Refactor DeviceScan implementation to allow InclusiveScan/Sum to take an initial value
There was reported an issue regarding the internal accumulator type in cub::DeviceScan::InclusiveSum. The issue consists in using input data type as accumulator type. Here's the reproducer:
#include <thrust/device_vector.h>
#include <cub/device/device_scan.cuh>
int main()
{
thrust::device_vector<std::uint8_t> d_in(260, 1);
thrust::device_vector<std::uint64_t> d_out(260);
std::size_t temp_bytes {};
cub::DeviceScan::InclusiveSum(
nullptr,
temp_bytes,
thrust::raw_pointer_cast(d_in.data()),
thrust::raw_pointer_cast(d_out.data()),
d_in.size());
thrust::device_vector<std::uint8_t> temp_storage(temp_bytes);
cub::DeviceScan::InclusiveSum(
thrust::raw_pointer_cast(temp_storage.data()),
temp_bytes,
thrust::raw_pointer_cast(d_in.data()),
thrust::raw_pointer_cast(d_out.data()),
d_in.size());
thrust::device_vector<std::uint64_t> d_ref(260);
thrust::sequence(d_ref.begin(), d_ref.end(), 1);
if (d_ref != d_out)
{
std::cerr << "Wrong result!" << std::endl;
}
return 0;
}
The naive solution would be to fix the output value type deduction. But this solution doesn't seem to conform STL:
std::vector<std::uint8_t> in(260, 1);
std::vector<std::uint64_t> out(260, 1);
// Uses the decltype(*in) as accumulator type
// std::inclusive_scan(in.begin(), in.end(), out.begin());
std::inclusive_scan(in.begin(), in.end(), out.begin(), std::plus<>(), std::uint64_t{0});
std::vector<std::uint64_t> reference(260);
std::iota(reference.begin(), reference.end(), 1);
for (std::size_t i = 0; i < reference.size(); i++)
{
if (out[i] != reference[i])
{
std::cerr << out[i] << " != " << reference[i] << std::endl;
}
}
Unlike STL we don't have a way to provide an InitValue into the algorithm. So, providing an InitValue might be a better way of addressing this issue.

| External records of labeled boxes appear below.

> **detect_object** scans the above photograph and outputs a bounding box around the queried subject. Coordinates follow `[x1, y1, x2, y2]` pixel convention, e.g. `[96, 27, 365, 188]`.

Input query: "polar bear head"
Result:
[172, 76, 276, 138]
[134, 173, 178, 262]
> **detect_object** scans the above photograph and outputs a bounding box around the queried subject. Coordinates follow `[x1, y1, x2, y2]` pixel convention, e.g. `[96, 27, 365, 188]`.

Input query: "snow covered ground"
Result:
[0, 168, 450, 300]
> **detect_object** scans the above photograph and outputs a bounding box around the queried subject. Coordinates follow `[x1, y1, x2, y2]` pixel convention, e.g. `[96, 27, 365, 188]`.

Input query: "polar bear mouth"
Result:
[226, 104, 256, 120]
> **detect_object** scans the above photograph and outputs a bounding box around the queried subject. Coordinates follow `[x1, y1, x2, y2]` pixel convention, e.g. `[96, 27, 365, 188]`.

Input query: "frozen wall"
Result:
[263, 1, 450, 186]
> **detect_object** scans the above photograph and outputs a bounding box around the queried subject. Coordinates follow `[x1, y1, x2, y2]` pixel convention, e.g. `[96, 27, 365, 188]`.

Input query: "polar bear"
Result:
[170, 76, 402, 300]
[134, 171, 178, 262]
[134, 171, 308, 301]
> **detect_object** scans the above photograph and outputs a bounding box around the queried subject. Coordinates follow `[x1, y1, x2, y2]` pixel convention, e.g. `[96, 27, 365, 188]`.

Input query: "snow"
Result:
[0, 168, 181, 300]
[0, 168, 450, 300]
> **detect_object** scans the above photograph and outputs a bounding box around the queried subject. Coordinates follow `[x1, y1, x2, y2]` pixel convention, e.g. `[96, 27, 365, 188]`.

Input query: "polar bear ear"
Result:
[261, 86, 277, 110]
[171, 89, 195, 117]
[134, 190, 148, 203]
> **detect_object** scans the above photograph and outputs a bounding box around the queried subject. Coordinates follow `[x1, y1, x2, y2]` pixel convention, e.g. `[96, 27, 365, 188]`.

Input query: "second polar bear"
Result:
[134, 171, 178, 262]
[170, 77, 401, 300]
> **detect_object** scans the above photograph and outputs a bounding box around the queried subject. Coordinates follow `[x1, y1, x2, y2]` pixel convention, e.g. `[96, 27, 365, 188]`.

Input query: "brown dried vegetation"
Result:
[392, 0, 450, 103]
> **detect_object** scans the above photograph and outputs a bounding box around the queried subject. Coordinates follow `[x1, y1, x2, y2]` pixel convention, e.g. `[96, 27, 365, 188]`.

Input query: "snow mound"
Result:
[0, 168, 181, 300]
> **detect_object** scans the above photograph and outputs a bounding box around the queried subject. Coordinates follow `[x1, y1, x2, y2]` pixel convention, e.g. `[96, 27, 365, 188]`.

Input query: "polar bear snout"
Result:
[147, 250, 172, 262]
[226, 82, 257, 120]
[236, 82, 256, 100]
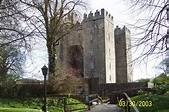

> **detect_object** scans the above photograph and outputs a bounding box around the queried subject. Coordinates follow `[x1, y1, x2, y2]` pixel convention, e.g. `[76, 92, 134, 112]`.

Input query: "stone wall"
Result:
[99, 82, 148, 97]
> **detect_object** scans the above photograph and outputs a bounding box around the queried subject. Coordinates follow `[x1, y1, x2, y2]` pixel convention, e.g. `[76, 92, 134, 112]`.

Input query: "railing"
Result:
[123, 92, 139, 112]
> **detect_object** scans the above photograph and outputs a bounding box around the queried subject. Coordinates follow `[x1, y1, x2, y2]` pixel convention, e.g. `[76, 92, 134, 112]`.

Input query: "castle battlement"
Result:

I think that captures it. Interesting enough, that when thrust::inclusive_scan was used, the output was correct, however, the switch was made to cub::DeviceScan because of its ability to take cuda stream argument. What would be a good way to wrkk around it? (using cuda 11.3). Lauching a kernel with a stream argument, just to run thrust::inclusive_scan(thrust::device, ...) would not be effective, would it? I have seen various examples of thrust taking a stream, but they do not seem to be documented and I could not figure out how to use them with my thrust headers.
I also found this in the forums, implying that in 11.4 the problem may have been addressed.
The accumulator type deduction is intentionally implemented to follow the recommendations in this proposal, which essentially boil down to:
- If an initial value is supplied, use its type for the accumulator
- Otherwise use the
value_typeof the input iterator.
Unfortunately, the current implementation does not easily support initial values in inclusive scans. The ideal fix here is to update the implementation to add a dedicated switch between inclusive / exclusive scan behaviors in the scan backend, rather than overloading the meaning of InitValueT.
In the meantime, you can work-around this by wrapping the input in a thrust::transform_iterator that simply casts to the desired accumulator type.
@allisonvacanti This seems to work. Thank you! Any suggestion on how to tie this a specific cuda stream?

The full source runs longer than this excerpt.